Following a budget is one of the most effective means of tracking spending and saving money. But if you don't budget correctly, it's not going to do you much good. Here are a few reasons why you might be failing at budgeting -- and how to fix them.
1. You're guessing at expenses
The purpose of having a budget is to figure what you're spending, and what you can afford to be spending, in the various expense categories you encounter on a regular basis. This way, you won't land in a scenario where you're spending more than you're earning. Therefore, if you merely guess at your current expenses rather than get an accurate handle on what they are, your budget isn't going to be of much use to you.
If you've been randomly pulling numbers out of a hat to map out your monthly bills instead of consulting actual statements or records, then you're doing your budget a disservice, so instead, take the time to comb through those documents and see what your spending really looks like. You might think you only spend $300 a month on groceries, but if that figure is closer to $400, it's going to throw your budget off course. Similarly, don't assume that your fixed expenses don't vary. You might pay $120 a month for a cell and data plan under your contract, but if you tend to incur overage charges, you might actually be spending more like $140 some months instead.
2. You're forgetting one-time expenses
Chances are, most of your bills recur every month, like your rent, car payment, and utilities. But what about those random expenses that pop up here and there, like your annual warehouse club renewal fee or professional license charge? If you fail to account for those one-time expenses, it'll make for a less accurate budget. Therefore, examine your bank and credit card statements from the past year, identify those bills that pop up once in a while, and factor them into your monthly spending.

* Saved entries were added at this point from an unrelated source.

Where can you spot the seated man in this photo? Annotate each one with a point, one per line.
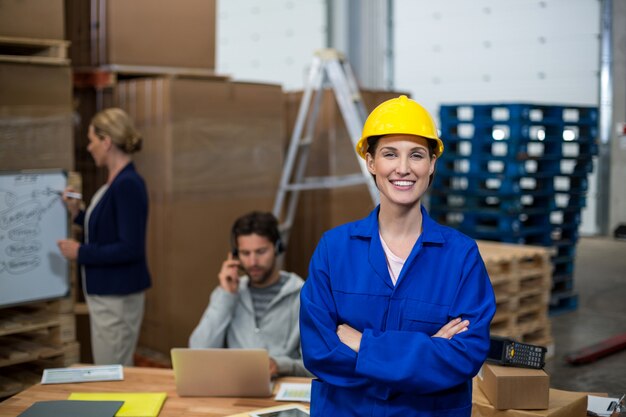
(259, 309)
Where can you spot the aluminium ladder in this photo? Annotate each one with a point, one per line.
(329, 68)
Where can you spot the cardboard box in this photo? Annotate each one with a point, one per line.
(509, 387)
(158, 33)
(561, 404)
(212, 151)
(35, 117)
(32, 19)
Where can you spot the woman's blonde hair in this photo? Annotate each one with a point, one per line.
(117, 124)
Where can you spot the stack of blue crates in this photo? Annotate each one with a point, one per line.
(517, 173)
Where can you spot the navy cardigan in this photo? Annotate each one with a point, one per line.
(115, 257)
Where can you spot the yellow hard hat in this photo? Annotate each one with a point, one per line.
(399, 116)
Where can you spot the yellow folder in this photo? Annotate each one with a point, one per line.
(136, 404)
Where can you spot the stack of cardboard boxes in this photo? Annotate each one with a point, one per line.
(213, 150)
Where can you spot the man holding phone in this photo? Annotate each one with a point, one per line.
(255, 305)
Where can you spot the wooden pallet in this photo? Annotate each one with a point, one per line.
(34, 51)
(521, 277)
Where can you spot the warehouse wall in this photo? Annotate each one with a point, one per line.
(617, 202)
(453, 51)
(270, 40)
(544, 51)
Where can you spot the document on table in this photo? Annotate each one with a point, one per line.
(600, 406)
(289, 391)
(83, 374)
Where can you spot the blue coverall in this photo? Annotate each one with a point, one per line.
(400, 369)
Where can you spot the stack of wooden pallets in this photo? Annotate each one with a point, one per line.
(521, 277)
(34, 337)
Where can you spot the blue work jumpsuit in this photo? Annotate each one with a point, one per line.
(400, 369)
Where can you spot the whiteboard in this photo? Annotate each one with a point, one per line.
(32, 218)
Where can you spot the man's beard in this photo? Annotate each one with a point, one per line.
(267, 274)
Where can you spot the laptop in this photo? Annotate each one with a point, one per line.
(221, 372)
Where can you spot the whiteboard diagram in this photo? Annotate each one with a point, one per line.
(32, 218)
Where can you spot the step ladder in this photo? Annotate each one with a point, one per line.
(329, 68)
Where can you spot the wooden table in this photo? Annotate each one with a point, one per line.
(147, 380)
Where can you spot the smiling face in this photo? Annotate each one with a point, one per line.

For example, if you have a license renewal that costs $300 once a year, you should allocate $25 a month toward it. For months when that fee isn't due, put that $25 in the bank. You can then withdraw that total once the need arises.
3. You're giving yourself zero wiggle room for cost increases
We just learned that you should base your budget on the expenses you're actually facing. But if you don't give yourself a little leeway for cost increases, you might end up going over your budget and running into scenarios where your earnings can't cover your expenses.
Imagine you currently have $130 allocated for your cable bill. Well, what happens when your contract runs out and your plan goes up to $145? Similarly, you might be used to paying $160 for a monthly transit pass, but if its cost increases to $180 midyear, you might have to scramble to compensate. Therefore, when you map out your budget, make sure you're building in a touch of wiggle room for those expenses that have the potential to climb.
4. You're not creating a savings category
The purpose of your budget is to see where you're spending money and make sure that at the end of each month, there's an opportunity to put some cash into savings. Therefore, if savings isn't a noted category in your budget, you might forget that you're supposed to be focusing on it.
Ideally, you should aim to set aside 15% of your earnings (or more, of course) for retirement on an ongoing basis. (That assumes you have a fully loaded emergency fund. If you don't, you should save as much as you can, as quickly as you can, to build that safety net.) Not only that, but your savings should be the first line item on your budget so that they get prioritized. If you need to cut optional expenses like leisure, restaurant meals, and your gym membership to make that happen, so be it.
If you're going to follow a budget, you might as well do it right. Avoid these mistakes and your budget will serve as your ticket to a financially sound existence.